Я опять кивнул. Варвара, как и Бэмби, — добрый старый знакомый нашей фирмы. В какой-то прошлой жизни она закончила дефектологический факультет пединститута и преподавала в спецшколе для несчастных детишек с отклонениями от нормы, но настоящая клиника была у нее дома — благодаря мужу алкашу, с которым Варвара, несмотря на все свои навыки в работе с олигофренами, справиться так и не смогла. Когда этот придурок пропил в доме все, включая паркет (он его уступил по дешевке какому-то своему случайному собутыльнику), Варвара ушла из дома и из спецшколы, взялась за молоток и принялась колотить гробы. Впрочем, не только колотить, но и проектировать всевозможные домовины — и в этом деле нашла свое долго дремавшее под спудом призвание. Было это давно, и теперь она классный спец по гробам — все „цыганские“ домовины, потребность в которых изредка испытывает наша фирма, вышли из-под ее руки.
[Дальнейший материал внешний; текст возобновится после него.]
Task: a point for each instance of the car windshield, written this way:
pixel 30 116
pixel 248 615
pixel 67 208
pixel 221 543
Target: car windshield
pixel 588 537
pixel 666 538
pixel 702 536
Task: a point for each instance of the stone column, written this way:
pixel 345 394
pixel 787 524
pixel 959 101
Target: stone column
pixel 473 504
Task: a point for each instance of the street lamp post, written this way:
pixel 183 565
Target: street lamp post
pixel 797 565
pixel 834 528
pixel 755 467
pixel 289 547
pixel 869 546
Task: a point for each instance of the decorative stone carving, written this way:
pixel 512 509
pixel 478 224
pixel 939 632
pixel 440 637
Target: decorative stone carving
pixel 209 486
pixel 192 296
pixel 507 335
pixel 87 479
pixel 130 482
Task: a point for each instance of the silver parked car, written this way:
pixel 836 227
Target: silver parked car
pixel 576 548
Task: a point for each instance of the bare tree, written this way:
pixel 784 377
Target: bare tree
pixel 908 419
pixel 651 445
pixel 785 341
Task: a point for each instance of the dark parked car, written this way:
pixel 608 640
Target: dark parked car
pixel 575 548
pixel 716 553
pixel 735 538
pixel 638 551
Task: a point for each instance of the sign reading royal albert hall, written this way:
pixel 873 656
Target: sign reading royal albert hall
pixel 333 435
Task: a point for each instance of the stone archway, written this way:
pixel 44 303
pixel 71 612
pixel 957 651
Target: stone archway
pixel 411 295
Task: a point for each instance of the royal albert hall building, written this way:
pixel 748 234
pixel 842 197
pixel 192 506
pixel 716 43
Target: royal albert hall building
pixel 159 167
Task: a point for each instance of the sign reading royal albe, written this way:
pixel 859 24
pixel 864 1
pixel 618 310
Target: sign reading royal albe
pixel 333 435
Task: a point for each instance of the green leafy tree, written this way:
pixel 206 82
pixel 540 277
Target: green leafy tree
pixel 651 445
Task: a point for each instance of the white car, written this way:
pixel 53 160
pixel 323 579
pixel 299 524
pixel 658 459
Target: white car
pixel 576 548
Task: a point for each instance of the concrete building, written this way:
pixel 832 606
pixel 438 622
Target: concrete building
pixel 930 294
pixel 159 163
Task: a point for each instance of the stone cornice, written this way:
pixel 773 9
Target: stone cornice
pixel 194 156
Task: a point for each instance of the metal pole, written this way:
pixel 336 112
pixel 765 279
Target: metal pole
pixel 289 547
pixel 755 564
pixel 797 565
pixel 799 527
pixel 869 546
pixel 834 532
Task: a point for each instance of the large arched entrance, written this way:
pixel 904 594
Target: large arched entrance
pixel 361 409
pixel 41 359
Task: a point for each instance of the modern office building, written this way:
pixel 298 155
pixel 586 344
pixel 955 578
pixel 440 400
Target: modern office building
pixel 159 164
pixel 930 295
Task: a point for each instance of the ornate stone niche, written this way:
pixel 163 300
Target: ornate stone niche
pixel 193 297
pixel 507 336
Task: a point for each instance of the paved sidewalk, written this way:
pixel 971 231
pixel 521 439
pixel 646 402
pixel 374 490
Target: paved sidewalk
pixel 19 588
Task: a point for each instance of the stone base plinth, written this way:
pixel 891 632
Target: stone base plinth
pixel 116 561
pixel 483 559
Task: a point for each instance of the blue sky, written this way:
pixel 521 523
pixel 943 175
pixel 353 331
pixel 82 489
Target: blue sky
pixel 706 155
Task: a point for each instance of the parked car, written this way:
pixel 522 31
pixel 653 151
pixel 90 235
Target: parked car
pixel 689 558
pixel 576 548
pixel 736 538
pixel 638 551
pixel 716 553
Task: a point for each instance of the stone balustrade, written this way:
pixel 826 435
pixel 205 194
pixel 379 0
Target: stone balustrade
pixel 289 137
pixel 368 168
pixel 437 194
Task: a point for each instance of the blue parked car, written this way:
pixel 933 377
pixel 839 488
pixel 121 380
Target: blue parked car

— А кого хороним? — спросил я. — В том смысле, что какие одеяния понадобятся, мужские или женские?
— Мальчишка, — мрачно ответил Люка. — Совсем еще пацан. Четырнадцать лет.
— А в чем дело?
— Ширнул себе „золотой выстрел“.
— Странно. Цыган, загнувшийся от избыточной дозы, — это примерно то же, что в еврейской семье сын пьяница. Редкость. — Я закурил и поискал глазами, куда бы стряхнуть пепел. — Все это хорошо. Но только я не донимаю, почему весь этот геморрой свалился на мою бедную задницу. Я, если ты помнишь, всего лишь скромный Харон. Гребу в траурном челне. Это моя работа. А носиться, высунув язык, по моргам, кладбищам и прочим веселым местам — это забота твоих полевых менеджеров.
— Допустим, — строго заметила Люка. — Но ты, сукин сын, прогулял неделю. Поэтому я налагаю на тебя епитимью. В страданиях плоти да искупишь грехи свои… — Она умолкла и, лукаво подмигнув, опять перескочила на прежнюю тему. — Кстати о плоти… — облизнула свои красивые, не тронутые помадой губы. — Как ты там оттянулся? Душевно? Сиськи у тамошних дев большие?
Издав некое подобие мучительного стона, я поднялся с дивана, пересек кабинет и уселся на подоконник.
— Брось, Люка… Ты же знаешь, в чем тут дело.
Она со вздохом кивнула. Люка — единственный знакомый и близкий мне человек, который знает про Голубку. И все понимает. В сущности, мы оба — несчастные больные люди, и нам обоим в самом деле надо наведаться к психиатру. Мы оба — люди амока, но каждый из нас сходит с ума по-своему. Она, всякий раз сопровождая наших богатых клиентов в последний путь, хоронит какую-то часть своего мужа. Я — истребляю в себе Голубку. Мы друг друга стоим. Наверное, именно поэтому она — гениальным своим наитием уловив во мне брата по крови — и предложила мне когда-то должность Харона.
— Пашенька, ты же знаешь, я тебя люблю… — сердобольно выдохнула она и тут же поправилась: — Ну, как сестра… Но таким макаром ты просто уничтожишь себя. И когда ничего от этой твоей Голубки в тебе не останется, придется мне закрыть тебе веки. — Она горько усмехнулась. — Не волнуйся. Я тебя похороню по высшему разряду. В гробу из „птичьего глаза“.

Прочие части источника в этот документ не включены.